In 1818, Malthus became a Fellow of the Royal Society.
Malthus–Ricardo debate on political economy
During the 1820s, a setpiece intellectual discussion took place among the exponents of political economy, often called the Malthus–Ricardo debate after its leading figures, Malthus and theorist of free trade David Ricardo, both of whom had written books with the title Principles of Political Economy. Under examination were the nature and methods of political economy itself, while it was simultaneously under attack from others. The roots of the debate were in the previous decade. In The Nature of Rent, Malthus had dealt with economic rent, a major concept in classical economics. Ricardo defined a theory of rent in his Principles of Political Economy and Taxation : he regarded rent as value in excess of real production—something caused by ownership rather than by free trade. Rent therefore represented a kind of negative money that landlords could pull out of the production of the land, by means of its scarcity. Contrary to this concept, Malthus proposed rent to be a kind of economic surplus.The debate developed over the economic concept of a general glut, and the possibility of failure of Say's law. Malthus laid importance on economic development and the persistence of disequilibrium. The context was the post-war depression; Malthus had a supporter in William Blake, in denying that capital accumulation was always good in such circumstances, and John Stuart Mill attacked Blake on the fringes of the debate.

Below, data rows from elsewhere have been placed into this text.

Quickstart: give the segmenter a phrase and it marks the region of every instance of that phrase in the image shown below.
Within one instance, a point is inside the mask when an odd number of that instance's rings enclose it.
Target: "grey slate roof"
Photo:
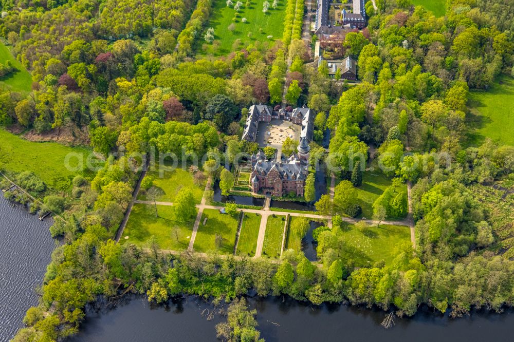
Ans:
[[[314,22],[315,31],[321,26],[328,25],[329,0],[318,0],[316,3],[316,16]]]
[[[305,138],[300,141],[300,145],[298,145],[298,151],[300,153],[307,154],[310,150],[310,146],[309,146],[309,142]]]
[[[273,109],[269,106],[253,105],[248,110],[248,117],[245,123],[242,139],[244,140],[254,141],[257,137],[257,127],[259,126],[259,117],[261,113],[271,115]]]
[[[343,60],[341,69],[342,73],[349,71],[354,75],[357,75],[357,63],[351,57],[346,57]]]
[[[297,161],[282,163],[269,160],[259,160],[255,164],[253,169],[256,170],[259,173],[264,173],[264,175],[267,175],[272,169],[277,170],[280,174],[281,178],[284,180],[295,179],[305,180],[308,173],[306,165]]]
[[[308,141],[312,141],[314,138],[314,112],[306,107],[296,108],[292,110],[291,116],[295,118],[298,115],[301,115],[303,118],[300,140],[306,138]]]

Ricardo corresponded with Malthus from 1817 about his Principles. He was drawn into considering political economy in a less restricted sense, which might be adapted to legislation and its multiple objectives, by the thought of Malthus. In Principles of Political Economy and elsewhere, Malthus addressed the tension, amounting to conflict he saw between a narrow view of political economy and the broader moral and political plane. Leslie Stephen wrote:
If Malthus and Ricardo differed, it was a difference of men who accepted the same first principles. They both professed to interpret Adam Smith as the true prophet, and represented different shades of opinion rather than diverging sects.
It is now considered that the different purposes seen by Malthus and Ricardo for political economy affected their technical discussion, and contributed to the lack of compatible definitions. For example, Jean-Baptiste Say used a definition of production based on goods and services and so queried the restriction of Malthus to "goods" alone.
In terms of public policy, Malthus was a supporter of the protectionist Corn Laws from the end of the Napoleonic Wars. He emerged as the only economist of note to support duties on imported grain. By encouraging domestic production, Malthus argued, the Corn Laws would guarantee British self-sufficiency in food.